A Brief History of the BEAM Compiler

June 18, 2018 · by Björn Gustavsson

This blog post is a brief history lesson about the Erlang compiler for the BEAM machine. To provide some context, there will first be a quick look at the abstract machines for Erlang.

A brief overview of the early Erlang implementations #

The Prolog interpreter #

The first version of Erlang was implemented in Prolog in 1986. That version of Erlang was used to find out which features of the languages were useful and which were not. New languages features could be added or deleted in a matter of hours or days.

JAM (Joe’s Abstract Machine) #

It soon became clear that Erlang needed to be at least 40 times faster to be useful in real projects.

In 1989 JAM (Joe’s Abstract Machine) was first implemented. Mike Williams wrote the runtime system in C, Joe Armstrong wrote the compiler, and Robert Virding wrote the libraries.

JAM turned out be 70 times faster than the Prolog interpreter. Success?

TEAM (Turbo Erlang Abstract Machine) #

It soon became clear that Erlang still needed to be faster to be useful in real projects.

Therefore Bogumil (“Bogdan”) Hausman created TEAM (Turbo Erlang Abstract Machine). It compiled the Erlang code to C code, which was then compiled to native code using GCC.

It was significantly faster than JAM for small projects.

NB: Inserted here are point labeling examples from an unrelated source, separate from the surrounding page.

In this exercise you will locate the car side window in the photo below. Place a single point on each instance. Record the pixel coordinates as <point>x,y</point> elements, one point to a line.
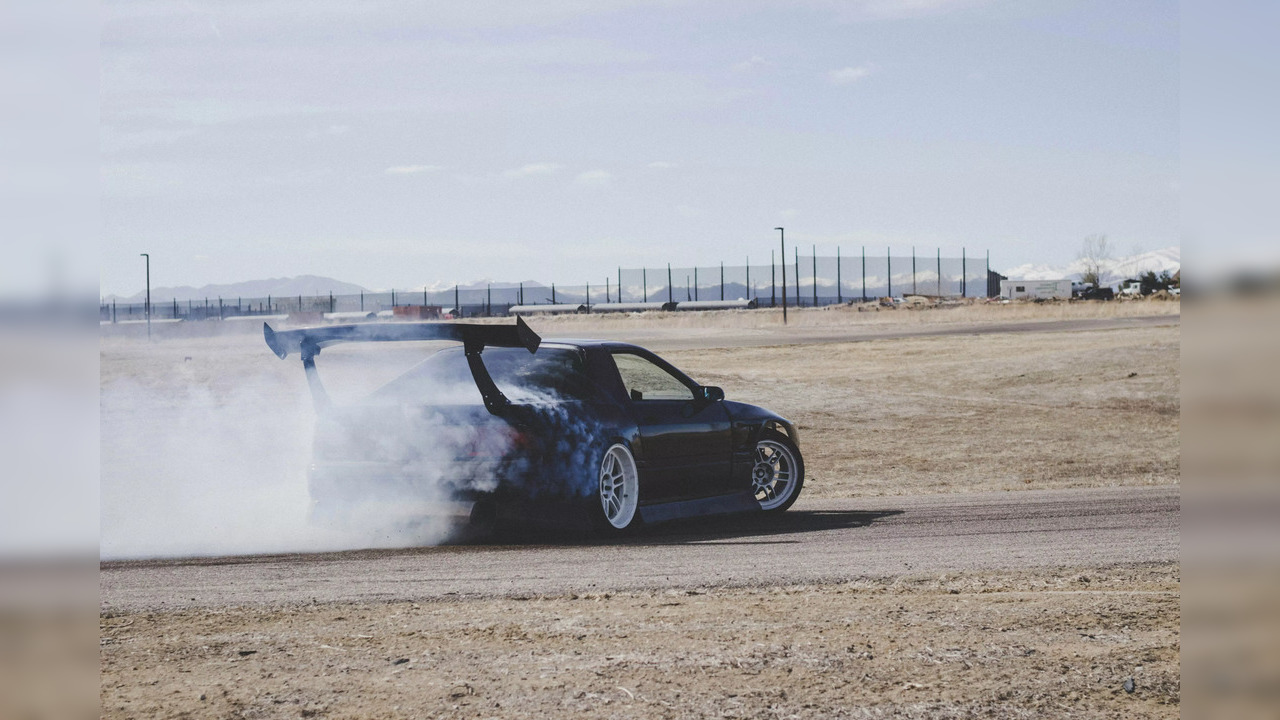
<point>645,381</point>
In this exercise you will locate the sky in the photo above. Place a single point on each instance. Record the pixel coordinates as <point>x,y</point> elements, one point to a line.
<point>400,145</point>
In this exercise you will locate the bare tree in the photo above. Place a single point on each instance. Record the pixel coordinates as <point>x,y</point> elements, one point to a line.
<point>1095,253</point>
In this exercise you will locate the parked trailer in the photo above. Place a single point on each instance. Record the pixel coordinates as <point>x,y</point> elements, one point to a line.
<point>1014,290</point>
<point>717,305</point>
<point>561,309</point>
<point>351,315</point>
<point>631,306</point>
<point>279,318</point>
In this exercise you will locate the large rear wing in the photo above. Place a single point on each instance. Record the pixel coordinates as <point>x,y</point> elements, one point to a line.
<point>307,343</point>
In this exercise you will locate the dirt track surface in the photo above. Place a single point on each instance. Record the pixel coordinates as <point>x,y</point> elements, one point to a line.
<point>826,541</point>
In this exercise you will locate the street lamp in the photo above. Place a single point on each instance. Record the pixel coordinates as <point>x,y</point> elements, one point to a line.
<point>147,255</point>
<point>782,237</point>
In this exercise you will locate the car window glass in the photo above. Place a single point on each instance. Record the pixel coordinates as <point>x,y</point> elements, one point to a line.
<point>645,381</point>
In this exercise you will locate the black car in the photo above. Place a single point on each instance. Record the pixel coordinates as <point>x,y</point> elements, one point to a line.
<point>511,425</point>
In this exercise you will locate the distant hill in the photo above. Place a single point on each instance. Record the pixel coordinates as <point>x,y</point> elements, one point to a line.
<point>1112,272</point>
<point>275,287</point>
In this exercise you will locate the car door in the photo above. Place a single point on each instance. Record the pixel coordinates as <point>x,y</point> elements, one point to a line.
<point>685,438</point>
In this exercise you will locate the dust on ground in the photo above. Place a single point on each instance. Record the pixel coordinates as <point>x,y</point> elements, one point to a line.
<point>990,645</point>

Unfortunately, compilation was very slow, and the code size of the compiled code was too big to make it useful for large projects.

BEAM (Bogdan’s Erlang Abstract Machine) #

Bogumil Hausman next machine was called BEAM (Bogdan’s Erlang Abstract Machine). It was a hybrid machine that could execute both native code and threaded code with an interpreter. That allowed customers to compile their time-critial modules to native code and all other modules to threaded BEAM code. The threaded BEAM in itself was faster than JAM code.

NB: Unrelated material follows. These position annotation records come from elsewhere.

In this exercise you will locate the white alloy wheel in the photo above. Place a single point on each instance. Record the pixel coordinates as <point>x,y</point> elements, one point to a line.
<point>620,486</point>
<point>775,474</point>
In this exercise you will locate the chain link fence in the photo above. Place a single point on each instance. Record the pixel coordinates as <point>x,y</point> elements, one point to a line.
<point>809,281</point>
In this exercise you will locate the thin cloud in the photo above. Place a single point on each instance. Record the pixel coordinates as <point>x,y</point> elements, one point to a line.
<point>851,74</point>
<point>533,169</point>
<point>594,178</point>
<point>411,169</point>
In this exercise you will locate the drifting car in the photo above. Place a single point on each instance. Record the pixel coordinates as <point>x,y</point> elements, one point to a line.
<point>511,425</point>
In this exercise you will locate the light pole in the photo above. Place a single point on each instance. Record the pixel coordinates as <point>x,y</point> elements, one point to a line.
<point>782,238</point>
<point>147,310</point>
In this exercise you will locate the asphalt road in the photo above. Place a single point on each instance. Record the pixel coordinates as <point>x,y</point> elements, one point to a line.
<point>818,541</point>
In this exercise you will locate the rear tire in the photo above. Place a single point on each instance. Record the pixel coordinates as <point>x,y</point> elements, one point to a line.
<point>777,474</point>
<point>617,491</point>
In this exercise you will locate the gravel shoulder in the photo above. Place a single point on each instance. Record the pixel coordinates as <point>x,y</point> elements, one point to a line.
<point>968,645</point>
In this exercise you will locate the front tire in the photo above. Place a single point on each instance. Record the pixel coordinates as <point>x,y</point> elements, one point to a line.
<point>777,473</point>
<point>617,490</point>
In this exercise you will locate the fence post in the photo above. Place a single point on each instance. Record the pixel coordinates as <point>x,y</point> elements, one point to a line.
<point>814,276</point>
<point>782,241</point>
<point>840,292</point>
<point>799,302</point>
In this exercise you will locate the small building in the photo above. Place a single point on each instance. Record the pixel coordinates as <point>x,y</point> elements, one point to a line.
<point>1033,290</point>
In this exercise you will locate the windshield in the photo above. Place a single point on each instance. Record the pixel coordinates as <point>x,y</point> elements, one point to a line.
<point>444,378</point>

Bogdan’s original compiler for BEAM shared the compiler front end with JAM. Essentially, the front end at that time did the same thing as the front end in the current compiler as described in Lost in Translation (Exploring the Compiler’s Front End).

I don’t have the source code for Bodgan’s original compiler, but as far as I can determine it had three compiler passes that translated the abstract format to threaded BEAM code.

beam_compile - Translated the abstract format to BEAM instructions.
beam_optimize - Optimized the BEAM instructions. This pass was mandatory, since it did some necessary transformations of the BEAM instructions.
beam_asm - Converted the symbolic BEAM assembly format to a binary BEAM module.

VEE (Virding’s Erlang Engine) #

Here we must mention VEE (Virding’s Erlang Engine) for reasons that will soon become clear.

VEE was an experimental implementation with a different memory model compared to JAM and BEAM. Instead of JAM’s and BEAM’s separate heaps for each process, VEE used a single shared heap with a real-time garbage collector. That made message passing blindlingly fast compared to JAM and BEAM.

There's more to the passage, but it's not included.